A partition is a set of compute nodes within a cluster with a common feature. For example, compute nodes with GPU, or compute nodes belonging to same owner, could form a partition.
On Sherlock, you can see detailed partition information with the
- A Quality Of Service (QOS) is the set of rules and limitations that apply to a categories of job. The combination of a partition (set of machines where a job can run) and QOS (set of rules that applies to that job) makes what is often referred to as a scheduler queue.
- The run time, or walltime, of a job is the time required to finish its execution.
- The goal of a job scheduler is to find the appropriate resources to run a set of computational tasks in the most efficient manner. Based on resource requirements and job descriptions, it will prioritize those jobs, allocate resources (nodes, CPUs, memory) and schedule their execution.
- Simple Linux Utility for Resource Management (SLURM) is a software that manages computing resources and schedule tasks on them. Slurm coordinates running of many programs on a shared facility and makes sure that resources are used in an optimal manner.
- Secure Shell (SSH) is a protocol to securely access remote computers. Based on the client-server model, multiple users with an SSH client can access a remote computer. Some operating systems such as Linux and Mac OS have a built-in SSH client and others can use one of many publicly available clients.

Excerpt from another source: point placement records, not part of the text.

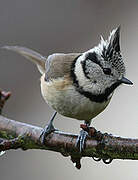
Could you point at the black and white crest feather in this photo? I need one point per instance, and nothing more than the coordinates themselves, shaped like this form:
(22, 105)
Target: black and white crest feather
(109, 50)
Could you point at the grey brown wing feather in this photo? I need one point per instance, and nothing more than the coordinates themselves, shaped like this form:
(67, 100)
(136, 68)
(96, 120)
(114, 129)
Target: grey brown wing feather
(34, 56)
(59, 65)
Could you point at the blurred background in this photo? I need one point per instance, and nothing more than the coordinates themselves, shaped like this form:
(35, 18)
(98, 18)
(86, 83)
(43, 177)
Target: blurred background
(65, 26)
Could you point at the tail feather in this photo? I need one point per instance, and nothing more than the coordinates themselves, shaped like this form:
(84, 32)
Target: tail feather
(33, 56)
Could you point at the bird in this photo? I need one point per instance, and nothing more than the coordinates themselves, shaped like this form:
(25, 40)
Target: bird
(79, 85)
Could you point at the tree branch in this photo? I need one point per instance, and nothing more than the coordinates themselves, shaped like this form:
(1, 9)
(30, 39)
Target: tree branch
(16, 135)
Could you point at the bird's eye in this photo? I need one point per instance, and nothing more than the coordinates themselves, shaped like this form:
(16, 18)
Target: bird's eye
(107, 71)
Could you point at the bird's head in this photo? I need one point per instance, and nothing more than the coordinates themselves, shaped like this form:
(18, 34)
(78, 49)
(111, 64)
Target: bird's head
(101, 70)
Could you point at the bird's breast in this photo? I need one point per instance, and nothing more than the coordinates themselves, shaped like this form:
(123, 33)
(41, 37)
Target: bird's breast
(62, 96)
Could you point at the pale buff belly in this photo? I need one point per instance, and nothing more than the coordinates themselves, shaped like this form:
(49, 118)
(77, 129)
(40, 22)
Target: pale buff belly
(63, 98)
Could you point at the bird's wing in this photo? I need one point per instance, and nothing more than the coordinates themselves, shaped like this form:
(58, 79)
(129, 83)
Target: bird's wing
(35, 57)
(59, 65)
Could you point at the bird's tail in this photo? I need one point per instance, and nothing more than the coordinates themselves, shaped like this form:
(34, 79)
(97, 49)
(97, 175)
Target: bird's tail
(33, 56)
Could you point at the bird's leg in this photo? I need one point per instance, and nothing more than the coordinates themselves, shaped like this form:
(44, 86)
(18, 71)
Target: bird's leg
(48, 129)
(80, 143)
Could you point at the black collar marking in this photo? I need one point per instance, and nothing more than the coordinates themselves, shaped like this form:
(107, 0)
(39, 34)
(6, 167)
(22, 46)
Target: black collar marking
(94, 98)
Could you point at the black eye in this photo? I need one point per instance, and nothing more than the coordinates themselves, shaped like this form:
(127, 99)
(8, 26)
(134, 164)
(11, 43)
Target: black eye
(107, 71)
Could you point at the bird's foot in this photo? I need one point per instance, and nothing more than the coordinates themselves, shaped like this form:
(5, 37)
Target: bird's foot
(84, 133)
(48, 129)
(80, 143)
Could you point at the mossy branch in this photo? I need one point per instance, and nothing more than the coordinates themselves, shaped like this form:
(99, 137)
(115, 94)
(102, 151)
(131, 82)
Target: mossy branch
(16, 135)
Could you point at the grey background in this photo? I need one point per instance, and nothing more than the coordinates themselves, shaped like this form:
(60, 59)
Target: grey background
(65, 26)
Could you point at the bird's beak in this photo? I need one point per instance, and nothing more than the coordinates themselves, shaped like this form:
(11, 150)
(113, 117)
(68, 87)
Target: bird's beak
(126, 81)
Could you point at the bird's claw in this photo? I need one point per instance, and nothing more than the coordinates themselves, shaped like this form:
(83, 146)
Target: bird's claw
(47, 130)
(80, 143)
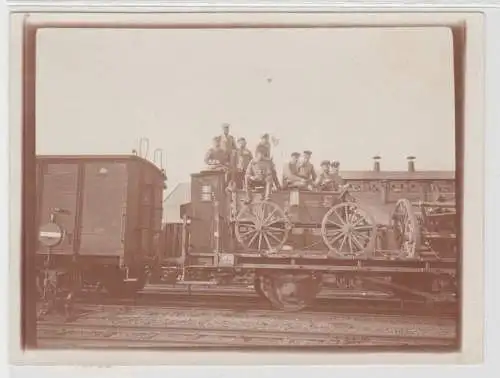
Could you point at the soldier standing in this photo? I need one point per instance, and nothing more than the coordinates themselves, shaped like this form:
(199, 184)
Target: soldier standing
(325, 180)
(306, 169)
(243, 158)
(227, 142)
(258, 173)
(265, 146)
(216, 158)
(291, 178)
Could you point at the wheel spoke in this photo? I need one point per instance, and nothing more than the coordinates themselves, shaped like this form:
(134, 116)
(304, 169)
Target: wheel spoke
(364, 228)
(349, 240)
(252, 240)
(342, 243)
(269, 245)
(269, 217)
(245, 234)
(339, 217)
(336, 238)
(276, 229)
(274, 237)
(332, 222)
(356, 241)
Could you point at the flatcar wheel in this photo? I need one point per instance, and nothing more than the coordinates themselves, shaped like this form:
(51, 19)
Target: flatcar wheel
(348, 230)
(406, 228)
(262, 226)
(291, 292)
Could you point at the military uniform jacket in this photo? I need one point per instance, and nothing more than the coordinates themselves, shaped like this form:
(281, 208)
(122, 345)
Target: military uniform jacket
(330, 180)
(216, 156)
(227, 143)
(261, 170)
(306, 171)
(266, 149)
(243, 158)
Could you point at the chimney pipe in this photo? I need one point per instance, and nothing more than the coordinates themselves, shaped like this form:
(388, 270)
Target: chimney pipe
(376, 163)
(411, 163)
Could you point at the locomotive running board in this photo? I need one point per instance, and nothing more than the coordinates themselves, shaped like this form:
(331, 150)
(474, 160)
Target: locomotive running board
(404, 289)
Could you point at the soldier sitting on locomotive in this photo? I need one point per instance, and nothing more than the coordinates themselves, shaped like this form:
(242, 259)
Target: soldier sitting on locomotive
(327, 181)
(306, 170)
(216, 158)
(227, 142)
(265, 146)
(243, 158)
(291, 178)
(258, 174)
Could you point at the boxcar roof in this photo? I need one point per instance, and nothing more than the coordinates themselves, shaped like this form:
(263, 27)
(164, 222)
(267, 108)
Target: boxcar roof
(115, 158)
(398, 175)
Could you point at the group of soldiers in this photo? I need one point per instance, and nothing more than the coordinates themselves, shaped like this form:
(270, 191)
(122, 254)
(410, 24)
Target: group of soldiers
(248, 171)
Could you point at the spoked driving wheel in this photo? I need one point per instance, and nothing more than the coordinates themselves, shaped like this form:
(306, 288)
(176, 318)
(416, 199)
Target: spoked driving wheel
(348, 230)
(262, 226)
(290, 292)
(406, 228)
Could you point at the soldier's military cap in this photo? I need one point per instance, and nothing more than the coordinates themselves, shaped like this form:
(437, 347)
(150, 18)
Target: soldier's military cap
(260, 150)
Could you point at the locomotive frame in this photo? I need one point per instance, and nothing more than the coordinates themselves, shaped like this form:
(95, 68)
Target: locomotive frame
(214, 248)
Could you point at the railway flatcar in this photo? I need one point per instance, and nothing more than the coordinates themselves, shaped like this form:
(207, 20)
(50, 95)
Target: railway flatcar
(291, 243)
(99, 220)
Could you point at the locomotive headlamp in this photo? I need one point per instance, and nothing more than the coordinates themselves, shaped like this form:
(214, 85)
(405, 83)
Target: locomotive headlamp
(206, 193)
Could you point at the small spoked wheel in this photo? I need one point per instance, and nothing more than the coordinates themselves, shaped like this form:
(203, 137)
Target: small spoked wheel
(262, 226)
(291, 292)
(348, 231)
(406, 228)
(258, 286)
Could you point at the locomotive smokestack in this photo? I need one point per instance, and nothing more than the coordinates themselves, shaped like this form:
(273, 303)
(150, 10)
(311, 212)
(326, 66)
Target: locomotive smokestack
(376, 163)
(411, 163)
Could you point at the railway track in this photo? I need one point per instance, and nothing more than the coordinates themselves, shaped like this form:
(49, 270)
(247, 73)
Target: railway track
(126, 336)
(250, 301)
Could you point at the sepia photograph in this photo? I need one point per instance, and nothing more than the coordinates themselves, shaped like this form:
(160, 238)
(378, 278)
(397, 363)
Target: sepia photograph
(246, 188)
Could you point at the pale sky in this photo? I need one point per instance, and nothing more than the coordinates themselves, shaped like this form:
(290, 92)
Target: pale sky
(345, 94)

- A process, in the simplest terms, is an executing program. One or more threads run in the context of the process. A thread is the basic unit to which the operating system allocates processor time. A thread can execute any part of the process code, including parts currently being executed by another thread. Threads are co-located on the same node.
- In the Slurm context, a task is to be understood as a process. A multi-process program is made of several tasks. A task is typically used to schedule a MPI process, that in turn can use several CPUs. By contrast, a multi-threaded program is composed of only one task, which uses several CPUs.